I’m excited about Southeast Asia. The US and China might be heading into a Cold War, and there is definitely signs of domestic inflammation within these respective countries. Southeast Asia–in particular Singapore, Vietnam, and Indonesia–feature well-educated, young populations–plus a growing middle class. Foreign investment appears to be healthy into this region, as some investors are starting to turn away from opportunities in the China and US. A lot of capital and a healthy market can lead to a substantial innovation.

I’m also looking at Canada as a winner. Given that the US federal government is making it much harder for skilled foreign workers to stay in the country, Canada is running in the opposite direction to serve as landing zone for the best educated, most talented foreign folks who wish to stay in North America. I’m excited to watch what Canadian innovation will ensue from ingesting so much great talent.

What is your advice to professionals about taking risks in this environment?

Like many others, I’m inspired by the following Warren Buffet quote: “Be fearful when others are greedy, and greedy when others are fearful.”

The current climate is a serious moment of fear. And it’s certainly warranted, as we might be starring into the deepest downturn since the Great Depression.

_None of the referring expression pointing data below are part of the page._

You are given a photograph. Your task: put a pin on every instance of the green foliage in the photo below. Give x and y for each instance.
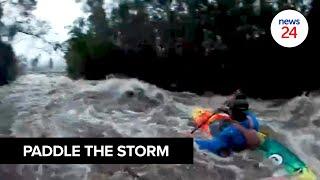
(174, 27)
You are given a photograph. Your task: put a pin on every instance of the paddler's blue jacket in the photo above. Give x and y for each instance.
(230, 138)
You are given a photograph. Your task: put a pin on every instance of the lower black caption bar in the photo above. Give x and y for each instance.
(96, 151)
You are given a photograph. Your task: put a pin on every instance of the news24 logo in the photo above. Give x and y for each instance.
(289, 28)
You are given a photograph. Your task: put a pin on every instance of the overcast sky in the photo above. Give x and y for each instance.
(59, 14)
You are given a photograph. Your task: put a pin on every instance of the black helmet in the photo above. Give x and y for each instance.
(240, 102)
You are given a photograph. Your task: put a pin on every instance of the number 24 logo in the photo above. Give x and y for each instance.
(288, 32)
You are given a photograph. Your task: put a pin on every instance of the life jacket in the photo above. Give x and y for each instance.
(253, 138)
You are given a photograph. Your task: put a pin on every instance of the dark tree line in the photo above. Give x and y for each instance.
(192, 45)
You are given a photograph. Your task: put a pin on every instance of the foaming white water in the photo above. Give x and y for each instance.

For my investment team, we are using this moment to step on the gas to build up our brand and continue to deploy capital based on our model. For pre-seed investing, as mentioned above, capital sources are drying up to founders. However we have not slowed down on deploying capital at our fund, but have actually increased deployments a bit. There are so many great founders raising on excellent valuations for investors; it seems like a moment to buy into the dip that won’t be seen for another decade.

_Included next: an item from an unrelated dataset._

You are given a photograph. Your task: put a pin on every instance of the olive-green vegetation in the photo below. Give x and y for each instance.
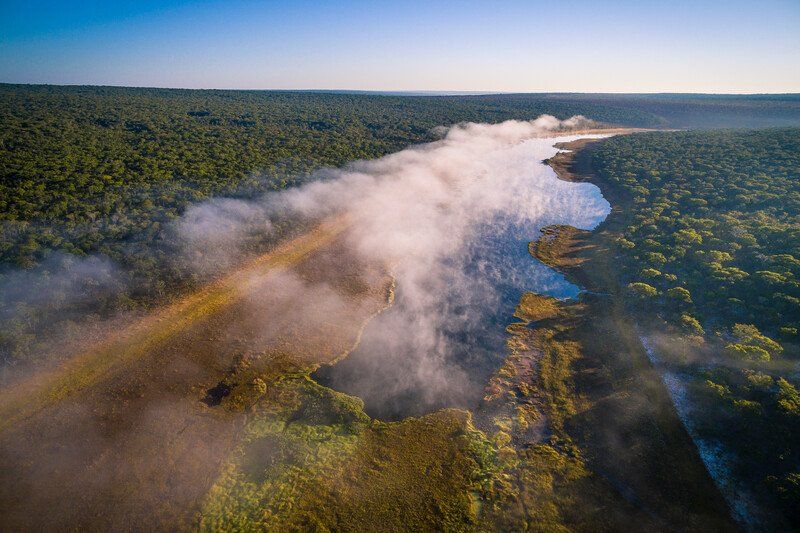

What do executives and managers need to do to keep their teams mentally healthy, motivated and positive?

I’m struggling with this question. I think it’s OK to feel like shit right now, since these are shitty times.

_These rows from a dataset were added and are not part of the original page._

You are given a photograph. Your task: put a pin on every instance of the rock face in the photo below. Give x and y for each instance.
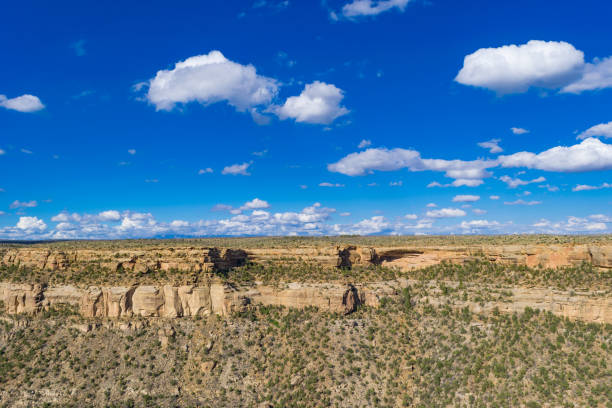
(185, 259)
(137, 261)
(21, 298)
(350, 300)
(223, 299)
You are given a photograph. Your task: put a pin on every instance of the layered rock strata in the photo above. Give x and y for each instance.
(223, 299)
(221, 259)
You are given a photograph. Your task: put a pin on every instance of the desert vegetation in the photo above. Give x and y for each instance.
(404, 353)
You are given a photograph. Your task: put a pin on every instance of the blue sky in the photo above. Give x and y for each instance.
(285, 117)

I’m grateful that we’re feeling outrage about society’s handling of the Coronavirus. I’m also grateful that many of us are outraged by the treatment of Black Americans. It’s channeling a reset of society that I never thought I would witness in my lifetime. And it’s compelling real action.

Because we’re sheltering in place, professional and personal lives have no boundaries, so I think that recognizing that we are experiencing a lot of vulnerability is just a good thing to do. We’re all human, and in a moment like this I think it’s fair to feel overwhelmed.

Feeling motivated and positive isn’t my near-term goal. Making sure that my team and founders feel seen and heard is where I am spending most of my attention.

What have you learned about yourself during these challenging times?

How much I love and depend on my wife. She truly is the matriarch of our family, and I find her resiliency absolutely inspiring. I think I’d be in much worse shape without her and the kids.

Top 3 ways the professional world will change after Covid-19 and Black Lives Matter movement?

Here’s what I hope:

  1.  Diversity and Inclusion no longer serves as some fake virtue signaling that companies like to promote, but rather a serious accountability for challenging real diversity at the top echelons of corporate leadership. It’s not enough to hire Black and Brown folks at the line level, we need to see this representation at the C-Suite.
  2. We’ll stop shaking hands. I’m glad about this one. Maybe we can switch to bowing, which appears to be the more hygienic greeting? Also related–wearing face masks in meetings and at work is totally cool.
  3. We’ll keep some version of remote work going. People will want their offices, since colocation is important. But cultural acceptance of staying at home for a good portion of the week is welcomed and encouraged.

What are you doing to stay mentally and physically healthy while you are quarantined?

I see a therapist. I should have done this years ago. If you have resources to engage with one, it’s one of the best things you can do to improve your mental wellbeing and relationships.

In terms of physical health–I’ve been super poor about this. I’m not exercising regularly, but I do practice fasting. Reducing my calories dramatically has strangely contributed to increasing my energy and mental clarity.